Thursday, January 27, 2011

Angel Conspiracy Theory

A Lady in Waiting for the Queen of Saints would try to attend to the King out of love for her and Him. Over the course of last summer, I tried to visit our King in the Tabernacle often.  One day I was in a rush to get to my friend’s house when my dear friend Katherine and I decided to swing by our church to say a quick hello to our Lord. I had decided, and I voiced this aloud, that it would be most efficient if I parked in the fire lane right outside the Church (which the Church bulletin always says not to).  I would run in quickly, say a prayer and Katherine could wait in the van.  Then Katherine could run in real quick and I would be in the van…very simple.
As we pulled in, I felt the van park itself in a parking spot. I mean, I drove it, but it was like a momentary forgetfulness of the plan I had formulated a millisecond ago.  “Well…I guess we should all go see Jesus,” I turned around and my three treasures were all buckled in their car seats, bright eyed and wonderful . The unbuckling and buckling of car seats for three children under four was like the needle that St Therese bends down to pick up. All these little things for Jesus.  The situation was not very “quick” or “efficient” either, but…Jesus is not an errand.
Our lively priest Father J.P. was on his way to the Church and stopped by the van. “We’re just paying a visit to Jesus,” I say cheerfully.   He smiled and chuckled, happy with this.  I have to force myself to not think of how good this looks, of how devoted we look, and how it must be pleasing to him. Errrr…vanity. So, we talk about the weather…because it WAS an absolutely beautiful day.
 Katherine and I brought the girls into the little side sanctuary. The familiar glow of the candles, the art, the holy water, and the beautiful wood tabernacle where our King was waiting always seems to make one at ease. As Katherine and I knelt before him, the children on kneelers, or the floor, or the bench in the back….I reflected. He is with me always, what was this urge to come and see Him here and why on earth did I drag the gang along?

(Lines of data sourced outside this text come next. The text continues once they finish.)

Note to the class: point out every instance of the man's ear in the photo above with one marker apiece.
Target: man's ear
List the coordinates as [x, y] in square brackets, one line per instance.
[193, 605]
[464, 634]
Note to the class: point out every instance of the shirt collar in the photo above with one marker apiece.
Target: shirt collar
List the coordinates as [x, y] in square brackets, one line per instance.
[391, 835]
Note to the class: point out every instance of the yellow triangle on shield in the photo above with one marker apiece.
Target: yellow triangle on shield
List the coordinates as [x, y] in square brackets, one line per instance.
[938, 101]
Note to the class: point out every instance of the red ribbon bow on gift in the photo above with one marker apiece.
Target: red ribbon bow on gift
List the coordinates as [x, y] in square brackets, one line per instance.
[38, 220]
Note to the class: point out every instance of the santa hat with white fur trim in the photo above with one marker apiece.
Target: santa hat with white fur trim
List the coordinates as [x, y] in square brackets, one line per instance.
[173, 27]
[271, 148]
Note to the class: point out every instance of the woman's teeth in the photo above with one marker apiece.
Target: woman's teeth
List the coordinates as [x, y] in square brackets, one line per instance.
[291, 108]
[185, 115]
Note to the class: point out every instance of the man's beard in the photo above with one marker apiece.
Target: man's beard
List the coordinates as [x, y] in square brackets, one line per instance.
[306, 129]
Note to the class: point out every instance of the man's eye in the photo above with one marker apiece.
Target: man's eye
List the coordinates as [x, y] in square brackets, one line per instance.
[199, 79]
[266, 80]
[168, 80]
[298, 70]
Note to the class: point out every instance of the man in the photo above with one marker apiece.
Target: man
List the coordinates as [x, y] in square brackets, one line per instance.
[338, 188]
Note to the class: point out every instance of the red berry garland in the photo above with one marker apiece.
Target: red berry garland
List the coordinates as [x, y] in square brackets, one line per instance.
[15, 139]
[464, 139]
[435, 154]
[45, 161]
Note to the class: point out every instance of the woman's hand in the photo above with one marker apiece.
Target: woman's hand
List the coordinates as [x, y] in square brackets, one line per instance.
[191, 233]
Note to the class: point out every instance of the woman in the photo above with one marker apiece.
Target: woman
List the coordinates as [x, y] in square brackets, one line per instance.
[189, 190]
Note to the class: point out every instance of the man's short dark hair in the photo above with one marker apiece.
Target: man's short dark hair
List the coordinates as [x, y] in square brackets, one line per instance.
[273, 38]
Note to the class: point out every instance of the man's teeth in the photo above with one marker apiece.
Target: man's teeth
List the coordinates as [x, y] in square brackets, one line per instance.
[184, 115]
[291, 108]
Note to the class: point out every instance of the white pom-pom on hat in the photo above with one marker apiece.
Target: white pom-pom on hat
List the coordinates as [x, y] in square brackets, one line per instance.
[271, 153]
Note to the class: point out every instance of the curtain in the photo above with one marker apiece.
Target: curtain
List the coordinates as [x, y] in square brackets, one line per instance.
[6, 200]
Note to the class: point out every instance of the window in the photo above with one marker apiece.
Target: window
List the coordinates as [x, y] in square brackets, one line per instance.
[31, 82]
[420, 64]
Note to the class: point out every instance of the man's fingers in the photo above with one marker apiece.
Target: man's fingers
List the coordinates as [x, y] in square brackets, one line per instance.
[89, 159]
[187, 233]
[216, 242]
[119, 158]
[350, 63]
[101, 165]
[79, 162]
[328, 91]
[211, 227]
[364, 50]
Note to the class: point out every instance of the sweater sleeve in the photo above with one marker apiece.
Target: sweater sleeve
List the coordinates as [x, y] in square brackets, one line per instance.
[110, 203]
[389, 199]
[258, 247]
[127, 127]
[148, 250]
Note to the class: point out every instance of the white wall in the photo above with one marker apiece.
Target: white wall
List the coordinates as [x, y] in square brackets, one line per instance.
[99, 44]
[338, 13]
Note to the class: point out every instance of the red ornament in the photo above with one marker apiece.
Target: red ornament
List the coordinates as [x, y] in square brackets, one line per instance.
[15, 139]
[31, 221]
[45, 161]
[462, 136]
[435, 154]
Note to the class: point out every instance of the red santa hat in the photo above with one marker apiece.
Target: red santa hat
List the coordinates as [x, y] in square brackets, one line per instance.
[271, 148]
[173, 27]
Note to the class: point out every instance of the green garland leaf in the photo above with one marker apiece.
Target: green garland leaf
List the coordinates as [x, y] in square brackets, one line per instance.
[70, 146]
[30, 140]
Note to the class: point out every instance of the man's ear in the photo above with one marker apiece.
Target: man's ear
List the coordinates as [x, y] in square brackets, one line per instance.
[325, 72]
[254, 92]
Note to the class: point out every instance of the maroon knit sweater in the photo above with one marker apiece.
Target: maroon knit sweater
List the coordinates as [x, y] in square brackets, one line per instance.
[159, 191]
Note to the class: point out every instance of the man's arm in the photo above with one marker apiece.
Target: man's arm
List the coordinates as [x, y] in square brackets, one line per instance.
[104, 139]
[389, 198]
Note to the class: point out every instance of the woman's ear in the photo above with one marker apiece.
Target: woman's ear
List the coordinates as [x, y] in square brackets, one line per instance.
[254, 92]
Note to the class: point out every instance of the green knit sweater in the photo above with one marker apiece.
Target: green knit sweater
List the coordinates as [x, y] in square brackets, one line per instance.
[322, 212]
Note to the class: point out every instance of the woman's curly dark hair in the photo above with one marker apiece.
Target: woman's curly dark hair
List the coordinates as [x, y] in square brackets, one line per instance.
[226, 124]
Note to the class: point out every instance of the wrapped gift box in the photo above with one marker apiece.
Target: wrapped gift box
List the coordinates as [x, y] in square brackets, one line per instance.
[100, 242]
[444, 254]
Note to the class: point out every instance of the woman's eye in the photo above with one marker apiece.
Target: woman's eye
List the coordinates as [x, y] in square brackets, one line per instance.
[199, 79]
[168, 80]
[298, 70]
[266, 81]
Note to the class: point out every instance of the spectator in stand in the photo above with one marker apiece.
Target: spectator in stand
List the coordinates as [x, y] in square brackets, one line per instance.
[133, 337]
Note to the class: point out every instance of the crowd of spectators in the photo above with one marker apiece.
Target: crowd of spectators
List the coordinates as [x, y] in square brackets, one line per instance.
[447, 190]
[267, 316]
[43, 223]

The angels… in all my own planning… were in a conspiracy to get us all here.  And so, I was affirmed in my belief that day that the angels long to be with Jesus in the most Holy Eucharist.  That my angel should want to be in His presence is clear to me because I, myself, would like to be in His presence.  The prodding, however, of the angels of my children has now made me more sure that our children do belong with us at mass, when we visit the tabernacle, during adoration. The children may not be totally aware of the presence, but be sure their angels will adore. Listen when they say, “Please take them with you.”